Last year's software applied to the iPhone 6 and 6 Plus, 6S and 6S Plus and SE. They were promoting $0 offers for Samsung Galaxy S8 and S7 smartphones and some older Apple phones. This year's iOS 11.2 extended the feature to the iPhone 7 and 7 Plus.
"Our goal is to deliver the best experience for customers, which includes overall performance and prolonging the life of their devices", Apple said in a statement to TechCrunch. They allege it intentionally interfered with the phones to damage them, which became a "substantial factor in causing ... to replace iPhones, buy new batteries, or loss of usage of their iPhone".
The lawsuit was filed the day after Apple announced it had, in 2016, "released a feature for iPhone 6, iPhone 6s and iPhone SE" and was now extending that same "feature" to iPhone 7 models, to purportedly address battery issues caused by aging lithium-ion batteries that power the devices, particularly when placed under the demands of new operating systems, which demand higher performance from the devices.
"Apple's decision to not inform consumers that they could improve the performance speed of their devices by replacing their device's batteries reduced the effectiveness and usefulness of the subject telephones", the lawsuit said.
Apple said in its statement that it will continue to use the feature with other products in the future.More news: Google's Chrome browser to get ad-blocking February 15, 2018
Apple's admission contradicts earlier information released by benchmarking company Futuremark.
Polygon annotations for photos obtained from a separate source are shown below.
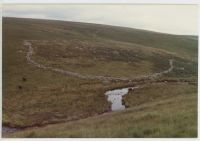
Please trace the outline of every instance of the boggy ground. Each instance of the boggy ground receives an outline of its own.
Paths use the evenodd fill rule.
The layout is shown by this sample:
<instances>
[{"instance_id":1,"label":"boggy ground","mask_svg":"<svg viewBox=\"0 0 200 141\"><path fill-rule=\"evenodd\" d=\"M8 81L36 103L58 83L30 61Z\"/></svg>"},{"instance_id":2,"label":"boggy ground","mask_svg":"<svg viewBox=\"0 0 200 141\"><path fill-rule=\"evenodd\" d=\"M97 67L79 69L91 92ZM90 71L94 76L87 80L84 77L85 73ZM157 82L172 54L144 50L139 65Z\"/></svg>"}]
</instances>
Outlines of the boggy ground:
<instances>
[{"instance_id":1,"label":"boggy ground","mask_svg":"<svg viewBox=\"0 0 200 141\"><path fill-rule=\"evenodd\" d=\"M81 74L136 77L166 70L169 59L174 60L174 69L158 78L165 83L154 86L152 80L147 80L150 84L144 89L130 91L124 97L129 110L112 113L104 95L106 90L146 80L80 79L39 69L27 62L24 40L35 40L32 57L37 62ZM193 83L177 83L179 80ZM3 126L23 128L62 122L41 129L4 133L4 137L195 137L196 80L197 40L187 36L105 25L3 18ZM170 102L165 103L167 100ZM134 110L156 101L165 104ZM158 117L142 120L145 113L156 113ZM91 116L95 117L69 122ZM112 120L109 123L108 118ZM122 121L123 124L116 124ZM94 130L94 126L99 130ZM149 129L152 126L155 132Z\"/></svg>"}]
</instances>

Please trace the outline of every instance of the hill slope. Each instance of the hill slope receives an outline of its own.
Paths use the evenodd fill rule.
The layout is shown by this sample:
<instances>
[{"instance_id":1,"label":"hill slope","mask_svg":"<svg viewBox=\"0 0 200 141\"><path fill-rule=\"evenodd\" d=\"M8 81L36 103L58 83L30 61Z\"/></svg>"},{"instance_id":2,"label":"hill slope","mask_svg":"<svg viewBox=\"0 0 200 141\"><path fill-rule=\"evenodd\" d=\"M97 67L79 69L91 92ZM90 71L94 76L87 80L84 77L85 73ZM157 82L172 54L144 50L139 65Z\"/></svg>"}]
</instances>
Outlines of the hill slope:
<instances>
[{"instance_id":1,"label":"hill slope","mask_svg":"<svg viewBox=\"0 0 200 141\"><path fill-rule=\"evenodd\" d=\"M27 57L30 48L24 45L25 41L32 45L30 60ZM49 132L36 129L34 134L32 131L31 134L29 131L26 134L19 131L19 134L16 132L16 136L194 137L197 132L195 116L197 50L198 40L194 40L193 36L161 34L108 25L5 17L3 18L3 126L37 127L97 116L110 111L111 104L104 95L106 90L144 84L144 88L130 91L123 97L125 105L129 107L128 111L110 113L108 117L102 116L100 120L103 121L96 118L92 118L94 121L90 119L87 121L88 124L98 125L101 133L98 131L88 134L82 130L75 132L80 126L88 132L94 129L93 126L88 127L82 125L82 121L78 121L69 122L76 125L74 131L55 133L54 129L57 130L61 126L64 129L68 128L68 123L65 123L52 125L53 127L48 129ZM170 59L173 60L174 66L171 72L156 78L143 78L167 70L170 67ZM103 76L105 79L63 75L61 73L63 71L91 78ZM121 81L121 78L128 79ZM152 86L152 83L156 86ZM176 104L176 100L172 97L177 98L177 101L180 100L180 104ZM153 104L168 99L170 102L165 103L163 107ZM182 111L182 107L188 106L183 102L186 99L190 99L188 103L190 108ZM137 110L133 109L144 103L154 106L147 111L140 109L138 117L135 117ZM171 107L176 107L178 113L169 111ZM156 130L159 128L159 132L144 129L139 133L136 128L142 127L144 121L135 125L137 119L146 112L154 114L155 109L159 116L156 116L156 120L147 119L145 123L151 122ZM163 114L170 112L171 115L164 118L160 111ZM126 112L127 116L123 116ZM115 114L120 115L122 119L126 118L123 127L115 124L121 121ZM105 120L112 116L114 119L107 123ZM133 121L132 117L135 117ZM156 124L157 121L160 125ZM169 127L163 124L165 122ZM117 127L111 126L114 124ZM130 124L130 127L127 124ZM183 125L184 131L179 128ZM105 126L110 128L103 131ZM119 128L119 131L113 134L112 128ZM3 135L12 136L8 133Z\"/></svg>"}]
</instances>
John Poole, founder of the organization, said in a blog post that processors in iPhones slow down and decrease in performance as batteries age and lose capacity.
It also fanned speculation by some about whether Apple slows down old iPhones to pressure users to upgrade to a newer model.
What it really comes down to, though, is whether customers trust Apple enough to believe that this measure only exists as a failsafe on top of doing everything they reasonably can to ensure the best possible performance, for the longest possible span of time, for the price consumers are paying for their phones, and that kind of good faith is really hard to come by, for good reason.
For some people, the solution to a slower, older iPhone may be updating its battery instead of purchasing a brand new device.